Materials and Methods: From August 2021 to September 2023, 30 patients with mitral valve defects underwent surgical correction of mitral defect through right sided lateral minithoracotomy under direct visual control. The indications for the minimally invasive approach were the presence of mitral valve defect without concomitant coronary artery disease requiring revascularisation, absence of aortic insufficiency of more than 1 degree. Among the operated patients there were 19 (63,3%) women and 11 (36,7%) men. The mean age was 48.1±18.8 years. Body mass index was 24.8±6.3 kg/m. The insufficiency was a haemodynamic variant of the defect in 27 patients (90%).

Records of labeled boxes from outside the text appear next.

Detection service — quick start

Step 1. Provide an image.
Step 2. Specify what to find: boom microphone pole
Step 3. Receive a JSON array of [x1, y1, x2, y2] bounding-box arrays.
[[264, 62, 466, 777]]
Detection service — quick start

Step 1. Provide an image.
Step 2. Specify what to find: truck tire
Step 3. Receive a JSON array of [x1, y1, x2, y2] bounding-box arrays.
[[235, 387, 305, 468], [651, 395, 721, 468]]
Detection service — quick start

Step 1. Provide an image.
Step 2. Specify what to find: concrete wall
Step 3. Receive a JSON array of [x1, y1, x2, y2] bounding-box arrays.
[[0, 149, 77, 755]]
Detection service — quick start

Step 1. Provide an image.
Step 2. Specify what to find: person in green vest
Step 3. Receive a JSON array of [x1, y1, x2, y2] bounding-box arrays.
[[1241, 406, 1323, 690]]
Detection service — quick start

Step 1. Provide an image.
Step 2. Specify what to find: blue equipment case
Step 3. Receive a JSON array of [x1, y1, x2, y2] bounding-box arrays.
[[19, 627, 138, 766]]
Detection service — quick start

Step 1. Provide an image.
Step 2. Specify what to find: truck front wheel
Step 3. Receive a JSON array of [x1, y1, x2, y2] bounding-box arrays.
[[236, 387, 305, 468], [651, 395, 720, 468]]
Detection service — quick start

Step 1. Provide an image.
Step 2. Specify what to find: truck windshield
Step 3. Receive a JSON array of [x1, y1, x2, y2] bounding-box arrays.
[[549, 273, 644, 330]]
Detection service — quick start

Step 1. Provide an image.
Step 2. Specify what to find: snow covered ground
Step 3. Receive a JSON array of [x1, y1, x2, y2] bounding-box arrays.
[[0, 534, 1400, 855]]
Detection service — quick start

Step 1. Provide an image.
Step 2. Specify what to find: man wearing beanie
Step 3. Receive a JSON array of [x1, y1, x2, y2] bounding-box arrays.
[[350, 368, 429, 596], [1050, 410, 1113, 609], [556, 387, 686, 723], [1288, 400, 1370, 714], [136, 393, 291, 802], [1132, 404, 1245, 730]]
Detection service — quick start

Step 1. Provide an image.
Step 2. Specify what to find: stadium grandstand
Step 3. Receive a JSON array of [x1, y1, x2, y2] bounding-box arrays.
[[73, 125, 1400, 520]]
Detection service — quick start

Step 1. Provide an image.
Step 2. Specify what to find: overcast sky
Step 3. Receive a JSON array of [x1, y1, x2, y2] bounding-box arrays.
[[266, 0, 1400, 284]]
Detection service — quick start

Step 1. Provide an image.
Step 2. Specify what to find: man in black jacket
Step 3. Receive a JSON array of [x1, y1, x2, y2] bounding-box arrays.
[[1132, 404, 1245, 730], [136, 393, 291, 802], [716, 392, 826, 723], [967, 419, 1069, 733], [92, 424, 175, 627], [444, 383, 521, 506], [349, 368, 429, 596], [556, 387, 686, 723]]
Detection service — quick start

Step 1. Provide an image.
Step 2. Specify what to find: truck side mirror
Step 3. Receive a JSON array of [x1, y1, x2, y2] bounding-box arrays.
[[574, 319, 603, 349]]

Results: The mean volume of postoperative blood loss was 272±87 ml. The mean time on ALV was 8±3 hours. The mean time in the intensive care unit was 22.6±15.3 hours. There were no repeated interventions and transfusion of blood components in the group of operated patients. There was no hospital mortality, AMI and ACVA among the operated patients. There was no surgical site infection, lymphorrhoea. Pneumothorax requiring drainage was detected in one (3.3%) case. A first-time paroxysm of heart rhythm disturbance (atrial fibrillation/flutter) was recorded in 7 (23%) patients. The average time of hospital stay was 11,9±7 days.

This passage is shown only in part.